Renaissance Hotel

2004 Chicago, Illinois

May 27-30

Theme:

Law, Power, and Injustice: Confronting the Legacies of Sociolegal Research

The year 2004 marks the 40th anniversary of the Law and Society Association, an anniversary that corresponds to the 40th anniversary of the Civil Rights Act of 1964 and the Tonkin Gulf Resolution, the 50th anniversary of Brown vs. Board of Education, and the 60th anniversary of the publication of Myrdal’s American Dilemma. Those events raised critical issues about the relationship between law, power, and injustice, and about the role that law and society scholarship can and should play in efforts at social change. What can we learn from these experiences and those in other areas of the world? How do global developments—from the collapse and reemergence of colonialism to the Cold War competition between capitalism and socialism; from the rise of new international frameworks on human rights to new conflicts on world trade; from tensions between the “rule of law” and the “war on terrorism” aid our understanding of the relationship between law and power?

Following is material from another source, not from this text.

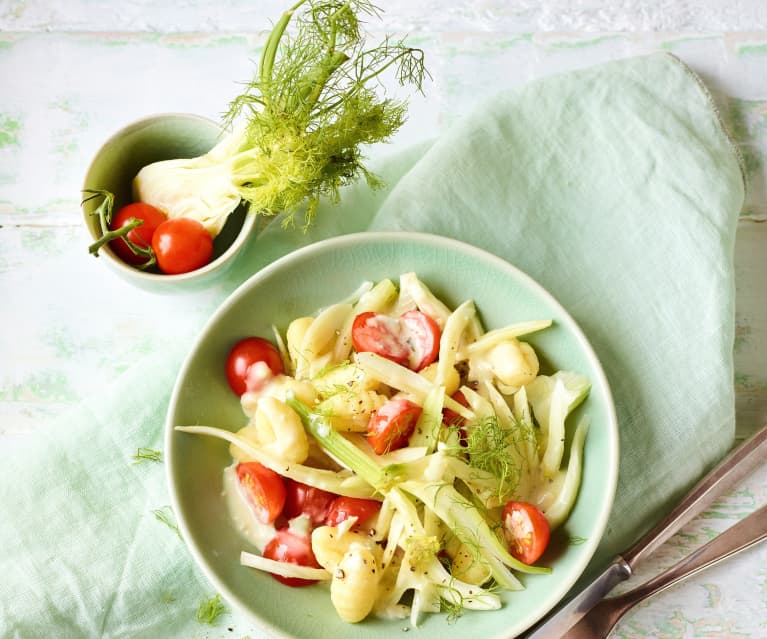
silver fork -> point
(601, 619)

The theme of this year’s meeting asks for a critical examination of the legacy of law and society scholarship in the context of new challenges to it. How do we now think of the momentous events whose anniversary we share? Were they liberatory moments that fundamentally altered patterns of social injustice, primarily symbolic achievements, mechanisms for legitimizing new forms of inequality or some combination? How well have the traditional methods and epistemologies of social science served to understand these issues, compared to new approaches such as critical feminist, race, and cultural studies? We invite papers and panels that look to the past and to the future on these or other themes important to law and society scholarship.